USDA Soliciting Applications for Rural Housing Preservation Grant Program
USDA’s Rural Housing Service (RHS) announced the availability of $15 billion for the Housing Preservation Grant program (HPG) in FY 2020. HPG provides grants to state and local government entities, nonprofits, and Native American tribes for rehabilitation and repair of single-family and multifamily homes owned or occupied by low-income rural families. RHS will accept applications until May 7. More information is available here.

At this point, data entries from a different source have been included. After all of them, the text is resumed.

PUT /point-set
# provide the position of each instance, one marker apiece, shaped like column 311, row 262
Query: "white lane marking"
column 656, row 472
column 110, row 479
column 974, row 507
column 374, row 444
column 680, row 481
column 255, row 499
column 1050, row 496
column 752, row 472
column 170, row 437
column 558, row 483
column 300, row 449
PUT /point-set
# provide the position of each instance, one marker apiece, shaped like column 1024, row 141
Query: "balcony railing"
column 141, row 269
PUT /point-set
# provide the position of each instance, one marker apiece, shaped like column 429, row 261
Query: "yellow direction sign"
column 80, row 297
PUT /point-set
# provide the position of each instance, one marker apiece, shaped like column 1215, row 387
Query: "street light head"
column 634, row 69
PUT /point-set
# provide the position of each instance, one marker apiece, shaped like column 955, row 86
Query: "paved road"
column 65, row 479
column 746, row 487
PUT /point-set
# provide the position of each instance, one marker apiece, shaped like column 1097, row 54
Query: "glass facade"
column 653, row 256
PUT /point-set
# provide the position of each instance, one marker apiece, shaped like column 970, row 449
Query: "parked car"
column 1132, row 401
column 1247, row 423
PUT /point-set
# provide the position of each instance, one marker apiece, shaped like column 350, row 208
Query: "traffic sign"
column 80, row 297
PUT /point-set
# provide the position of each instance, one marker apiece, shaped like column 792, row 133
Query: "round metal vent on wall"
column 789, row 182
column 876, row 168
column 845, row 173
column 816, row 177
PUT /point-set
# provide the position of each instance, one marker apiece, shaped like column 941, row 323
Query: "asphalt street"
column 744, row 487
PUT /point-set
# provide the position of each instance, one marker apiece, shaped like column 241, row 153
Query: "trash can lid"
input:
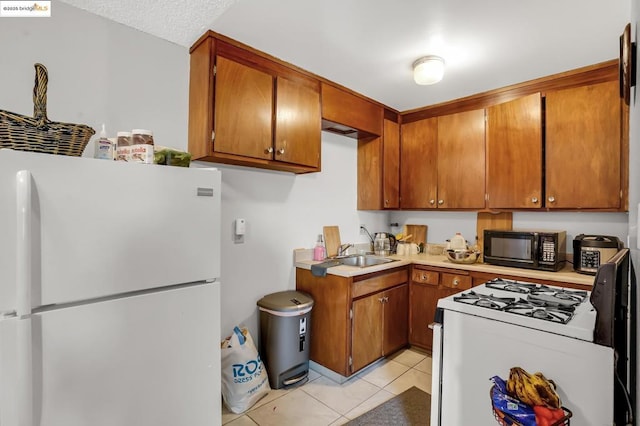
column 286, row 301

GASB Addressing Practice Issues Arising from Pandemic
The Governmental Accounting Standards Board (GASB), in an effort to provide relief to governments and other stakeholders and to assist them in identifying accounting and financial reporting guidance that is particularly relevant at this time, announced on April 6 that it plans to open for public comment its intention to postpone the effective dates of eight Statements and five Implementation Guides. It also intends to extend to June 30 the comment deadline for the recent Exposure Draft on notes to financial statements.

IRS Guidance Gives Investors Relief on Amending Returns
The Internal Revenue Service issued Revenue Procedure 2020-23 this week, allowing Housing Credit investors to file amended 2018 tax returns upon receipt of IRS Form 8609. While owners routinely amended 2017 and prior years’ tax returns upon receipt of Form 8609, recent tax law changes prohibited this practice moving forward. These tax changes have significant implications on investor ability to claim Credits if 8609 issuance is delayed. The new guidance allows investors to amend their 2018 returns as long as they file no later than September 30. The guidance effectively provides no relief for 2019 and future tax returns, so the Housing Credit industry will need to continue working on streamlining issuance of Form 8609 to avoid future issues.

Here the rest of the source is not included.